An hour later, Kell was truly free for the first time in years. It was a feeling so big and complex that he couldn’t internalize it all at once. It wasn’t a logical thing even if he did understand the logic of it. Like the way he felt when he’d married Karen or held Jennifer for the first time, the sensation encompassed his whole being. The realization of this truth struck him almost the moment he rose from his chair in the council chamber and only grew stronger as he walked.
The people responsible for the end of the world were outed. The recording Kell made was copied and shared in every way people could manage it. Alone it wasn’t as damning as he would have liked, but the sentiment that spread with it more than made up for any lack of punch. The weight he’d carried since the Fall began—the idea that he would be blamed by the masses—was just gone. It was an intensely weird thing for him.
His nearly Sisyphean task to give humanity a little brighter future by fashioning a cure was over. Oh, he would probably spend the rest of his days tinkering with it along with the other projects he wanted to work on, but if anything taught him the dangers of fucking around with mother nature too much, it was the last six weeks.
There were no more wars to fight. No more budding empires with ambitious leaders to blunt. At least not now. Not yet. The future was a wonderful and terrifying thing for the infinite variety of situations it could drop on your lap. Kell had to shake his head at the thought. Not his problem anymore. He could just be a citizen again.
He met up with Emily and the others. Their camp was on the surface just outside of Rebound’s walls. For some reason, all of them had lost their taste for underground life. Most of the people who had infiltrated New America had joined the group save for two who decided to stay. Months of living with these people combined with a likely peace had given them the moral ground to make staying reasonable without feeling like a betrayal.
“Last meal as a free man?” Emily said from next to the small fire where Mason was cooking dinner.
Kell winked at her. “More like first meal as a free man in years. I feel, I don’t know, lighter somehow.”

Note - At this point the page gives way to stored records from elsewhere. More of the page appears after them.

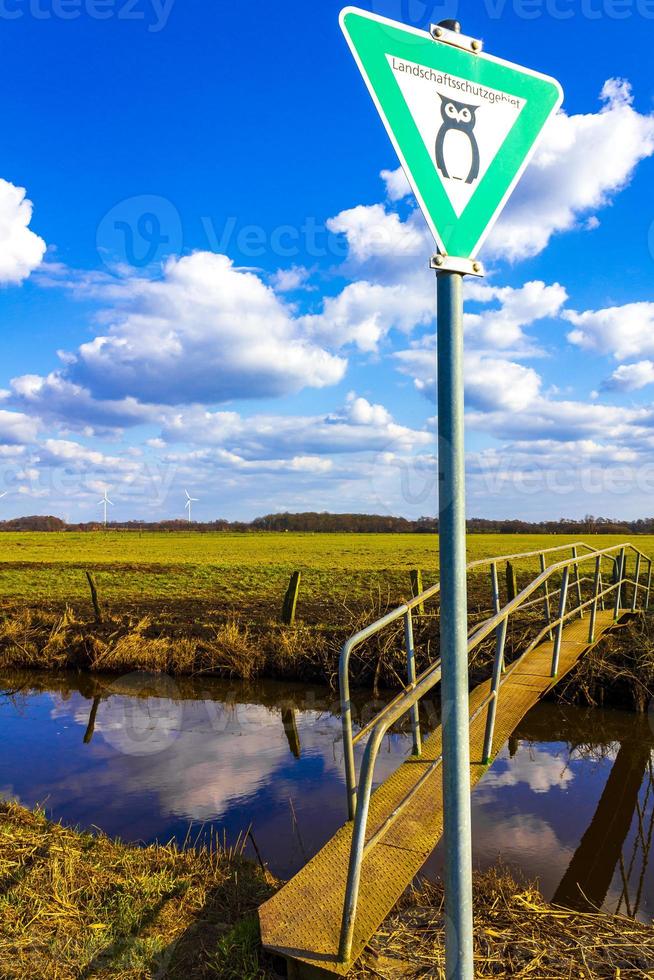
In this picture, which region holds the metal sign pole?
[433,256,478,980]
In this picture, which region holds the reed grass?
[351,868,654,980]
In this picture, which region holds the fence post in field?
[410,568,425,616]
[282,572,302,626]
[86,572,102,623]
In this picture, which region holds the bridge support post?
[588,555,602,643]
[572,545,584,619]
[552,565,570,677]
[631,552,640,612]
[404,609,422,755]
[540,552,552,640]
[436,264,474,980]
[613,548,627,622]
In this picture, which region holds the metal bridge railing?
[339,542,652,962]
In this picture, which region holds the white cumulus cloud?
[65,252,347,404]
[0,179,46,283]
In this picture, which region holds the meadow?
[0,531,654,684]
[0,531,654,625]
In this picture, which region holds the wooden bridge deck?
[259,610,626,977]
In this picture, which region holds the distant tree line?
[0,512,654,534]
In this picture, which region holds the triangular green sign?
[341,7,563,259]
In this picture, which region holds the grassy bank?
[0,804,654,980]
[552,612,654,713]
[0,803,272,980]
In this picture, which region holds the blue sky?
[0,0,654,520]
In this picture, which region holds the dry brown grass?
[555,613,654,713]
[0,804,273,980]
[352,869,654,980]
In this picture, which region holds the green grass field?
[0,531,654,621]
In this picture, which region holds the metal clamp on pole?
[429,253,486,278]
[435,255,479,980]
[429,20,484,54]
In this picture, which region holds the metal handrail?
[339,542,653,962]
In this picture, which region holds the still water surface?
[0,672,654,921]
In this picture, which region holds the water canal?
[0,671,654,921]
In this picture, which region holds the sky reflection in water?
[0,673,654,920]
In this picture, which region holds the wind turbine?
[98,490,114,527]
[184,490,199,524]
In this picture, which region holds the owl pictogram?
[436,95,479,184]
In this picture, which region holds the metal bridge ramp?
[259,610,627,977]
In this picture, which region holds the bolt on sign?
[340,7,563,259]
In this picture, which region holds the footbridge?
[259,542,652,977]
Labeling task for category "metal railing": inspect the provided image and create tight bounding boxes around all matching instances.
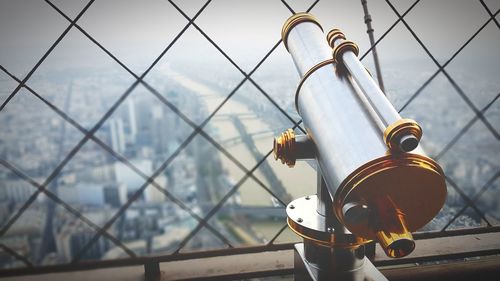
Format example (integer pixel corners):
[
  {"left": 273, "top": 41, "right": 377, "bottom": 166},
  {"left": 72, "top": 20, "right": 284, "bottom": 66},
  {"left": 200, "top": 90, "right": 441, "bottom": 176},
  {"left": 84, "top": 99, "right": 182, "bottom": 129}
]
[{"left": 0, "top": 0, "right": 500, "bottom": 272}]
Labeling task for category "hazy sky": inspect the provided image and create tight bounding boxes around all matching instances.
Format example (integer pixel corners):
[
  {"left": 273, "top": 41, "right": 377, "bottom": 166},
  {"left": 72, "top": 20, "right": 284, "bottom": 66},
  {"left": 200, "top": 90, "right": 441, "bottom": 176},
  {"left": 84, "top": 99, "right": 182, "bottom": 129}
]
[{"left": 0, "top": 0, "right": 500, "bottom": 76}]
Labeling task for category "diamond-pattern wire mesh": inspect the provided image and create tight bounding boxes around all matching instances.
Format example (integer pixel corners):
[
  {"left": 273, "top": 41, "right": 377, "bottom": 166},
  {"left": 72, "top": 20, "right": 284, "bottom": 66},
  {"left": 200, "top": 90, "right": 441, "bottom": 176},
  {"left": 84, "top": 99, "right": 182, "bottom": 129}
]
[{"left": 0, "top": 0, "right": 500, "bottom": 267}]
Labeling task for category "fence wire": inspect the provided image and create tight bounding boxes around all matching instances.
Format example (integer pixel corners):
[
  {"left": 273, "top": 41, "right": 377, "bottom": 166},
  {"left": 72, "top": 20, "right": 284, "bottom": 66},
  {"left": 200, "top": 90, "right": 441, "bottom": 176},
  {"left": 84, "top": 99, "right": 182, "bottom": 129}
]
[{"left": 0, "top": 0, "right": 500, "bottom": 267}]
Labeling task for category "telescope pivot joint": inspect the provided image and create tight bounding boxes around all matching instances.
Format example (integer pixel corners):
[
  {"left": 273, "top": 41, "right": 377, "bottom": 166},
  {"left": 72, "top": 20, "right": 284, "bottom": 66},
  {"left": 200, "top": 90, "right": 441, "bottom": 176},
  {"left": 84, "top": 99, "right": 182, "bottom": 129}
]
[{"left": 273, "top": 129, "right": 316, "bottom": 168}]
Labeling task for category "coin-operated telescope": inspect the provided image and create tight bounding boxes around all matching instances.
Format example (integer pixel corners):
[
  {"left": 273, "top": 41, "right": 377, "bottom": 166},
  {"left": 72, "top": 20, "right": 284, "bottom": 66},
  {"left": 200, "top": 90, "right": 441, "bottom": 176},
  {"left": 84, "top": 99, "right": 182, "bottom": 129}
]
[{"left": 274, "top": 13, "right": 446, "bottom": 280}]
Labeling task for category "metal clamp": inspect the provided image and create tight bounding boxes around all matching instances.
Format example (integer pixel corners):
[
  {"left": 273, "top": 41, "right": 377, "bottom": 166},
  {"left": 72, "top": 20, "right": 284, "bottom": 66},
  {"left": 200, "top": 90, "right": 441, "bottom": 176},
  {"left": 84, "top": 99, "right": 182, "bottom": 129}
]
[{"left": 333, "top": 37, "right": 359, "bottom": 63}]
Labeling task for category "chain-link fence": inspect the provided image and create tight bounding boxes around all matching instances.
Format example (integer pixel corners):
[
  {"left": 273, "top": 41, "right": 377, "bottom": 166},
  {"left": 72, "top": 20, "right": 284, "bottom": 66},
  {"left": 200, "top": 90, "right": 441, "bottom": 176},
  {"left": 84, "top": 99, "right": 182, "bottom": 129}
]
[{"left": 0, "top": 0, "right": 500, "bottom": 268}]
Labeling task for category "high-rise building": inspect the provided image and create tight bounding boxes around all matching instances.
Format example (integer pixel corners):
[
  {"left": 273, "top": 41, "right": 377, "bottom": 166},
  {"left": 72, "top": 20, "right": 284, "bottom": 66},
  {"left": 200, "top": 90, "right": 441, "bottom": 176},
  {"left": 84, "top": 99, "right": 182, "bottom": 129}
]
[{"left": 109, "top": 118, "right": 126, "bottom": 153}]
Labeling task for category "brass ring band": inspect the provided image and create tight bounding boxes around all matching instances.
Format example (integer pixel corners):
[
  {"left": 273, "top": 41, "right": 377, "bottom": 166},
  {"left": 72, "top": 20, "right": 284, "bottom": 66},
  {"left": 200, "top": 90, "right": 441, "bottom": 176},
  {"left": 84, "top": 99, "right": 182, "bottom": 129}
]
[
  {"left": 273, "top": 129, "right": 297, "bottom": 168},
  {"left": 384, "top": 119, "right": 422, "bottom": 150},
  {"left": 295, "top": 59, "right": 335, "bottom": 112},
  {"left": 333, "top": 40, "right": 359, "bottom": 63},
  {"left": 326, "top": 28, "right": 346, "bottom": 48},
  {"left": 281, "top": 13, "right": 323, "bottom": 51}
]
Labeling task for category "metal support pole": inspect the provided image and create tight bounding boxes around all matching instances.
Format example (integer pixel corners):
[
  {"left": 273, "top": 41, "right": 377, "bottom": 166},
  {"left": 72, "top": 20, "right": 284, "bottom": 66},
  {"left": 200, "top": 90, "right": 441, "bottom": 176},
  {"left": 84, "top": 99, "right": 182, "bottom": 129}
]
[{"left": 144, "top": 262, "right": 161, "bottom": 281}]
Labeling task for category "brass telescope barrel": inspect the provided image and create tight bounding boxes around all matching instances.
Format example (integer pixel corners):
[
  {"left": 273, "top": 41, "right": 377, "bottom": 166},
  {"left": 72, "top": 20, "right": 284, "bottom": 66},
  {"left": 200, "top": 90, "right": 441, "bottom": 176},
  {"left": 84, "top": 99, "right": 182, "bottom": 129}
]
[{"left": 275, "top": 13, "right": 446, "bottom": 257}]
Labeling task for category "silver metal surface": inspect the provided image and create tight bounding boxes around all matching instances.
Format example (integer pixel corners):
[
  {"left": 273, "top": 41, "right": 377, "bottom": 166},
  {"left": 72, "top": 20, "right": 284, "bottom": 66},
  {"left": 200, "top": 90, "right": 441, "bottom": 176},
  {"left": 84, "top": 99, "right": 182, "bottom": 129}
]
[
  {"left": 286, "top": 195, "right": 334, "bottom": 241},
  {"left": 287, "top": 22, "right": 387, "bottom": 195},
  {"left": 294, "top": 243, "right": 376, "bottom": 281},
  {"left": 316, "top": 172, "right": 335, "bottom": 217},
  {"left": 337, "top": 50, "right": 401, "bottom": 127}
]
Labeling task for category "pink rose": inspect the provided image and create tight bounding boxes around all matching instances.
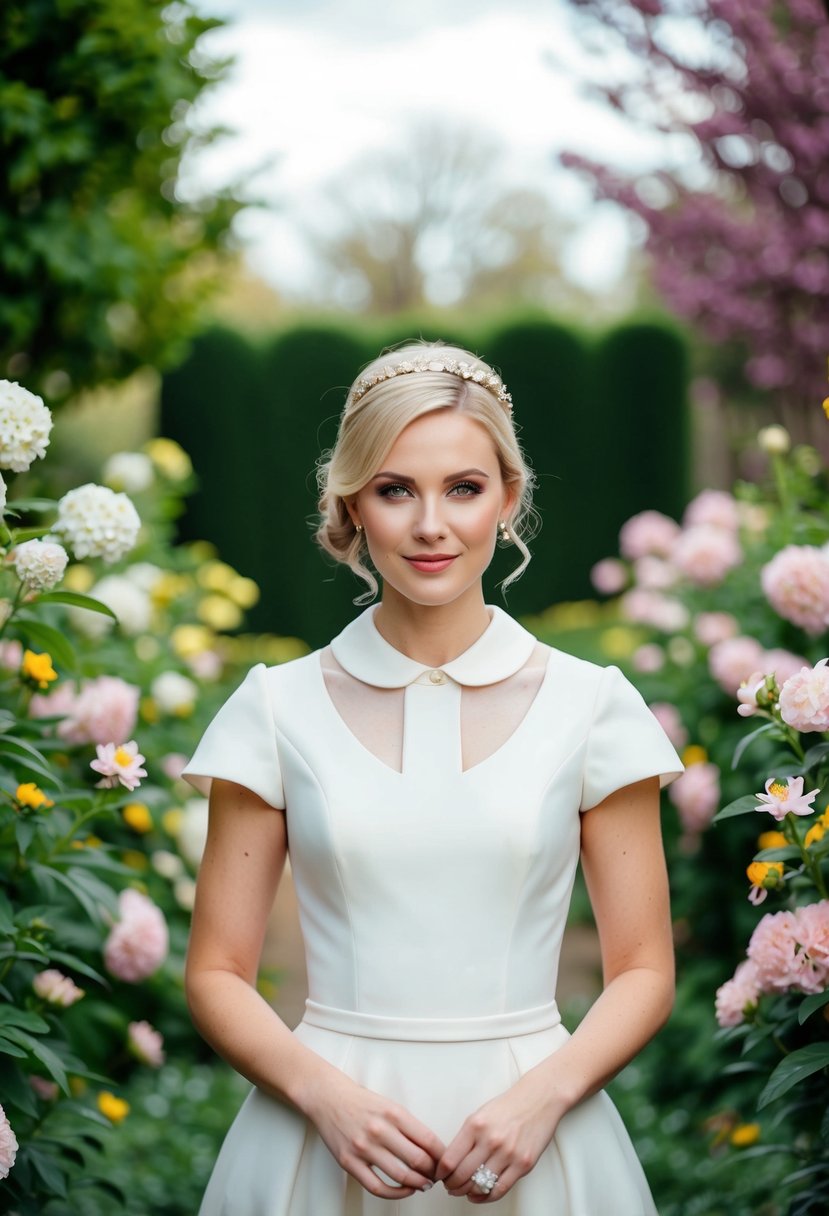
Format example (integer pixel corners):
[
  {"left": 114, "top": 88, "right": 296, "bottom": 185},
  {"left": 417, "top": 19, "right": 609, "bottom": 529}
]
[
  {"left": 709, "top": 637, "right": 766, "bottom": 697},
  {"left": 682, "top": 490, "right": 740, "bottom": 533},
  {"left": 126, "top": 1021, "right": 164, "bottom": 1068},
  {"left": 650, "top": 700, "right": 693, "bottom": 749},
  {"left": 619, "top": 511, "right": 679, "bottom": 562},
  {"left": 671, "top": 524, "right": 743, "bottom": 587},
  {"left": 716, "top": 958, "right": 760, "bottom": 1026},
  {"left": 103, "top": 888, "right": 169, "bottom": 984},
  {"left": 590, "top": 557, "right": 627, "bottom": 596},
  {"left": 669, "top": 762, "right": 720, "bottom": 833},
  {"left": 694, "top": 612, "right": 740, "bottom": 646},
  {"left": 760, "top": 545, "right": 829, "bottom": 636},
  {"left": 780, "top": 659, "right": 829, "bottom": 731}
]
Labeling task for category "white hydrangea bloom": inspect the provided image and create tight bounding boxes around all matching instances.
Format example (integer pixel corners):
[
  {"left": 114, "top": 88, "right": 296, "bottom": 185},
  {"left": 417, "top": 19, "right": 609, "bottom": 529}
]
[
  {"left": 0, "top": 381, "right": 52, "bottom": 473},
  {"left": 11, "top": 540, "right": 69, "bottom": 591},
  {"left": 52, "top": 482, "right": 141, "bottom": 563},
  {"left": 67, "top": 574, "right": 152, "bottom": 638},
  {"left": 150, "top": 671, "right": 198, "bottom": 714},
  {"left": 103, "top": 452, "right": 156, "bottom": 494}
]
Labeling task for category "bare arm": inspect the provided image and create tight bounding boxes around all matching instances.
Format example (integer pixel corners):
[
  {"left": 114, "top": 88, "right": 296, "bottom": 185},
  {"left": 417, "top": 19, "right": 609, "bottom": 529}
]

A knowing look flashed across Mason’s face as he stirred the simmering pot. “Guess that means we’re not going to need to break you out of jail or anything?”
“I’ll remind you that we were the ones who sprung you, sir,” Kell said piously.
“Right,” Mason said with a roll of his eyes. “So we’re good to go?”
Kell flopped down on the ground and leaned against the truck that formed one wall of their small enclosure. “Yep. We can leave tomorrow. We even get an escort to the border. We’re good.”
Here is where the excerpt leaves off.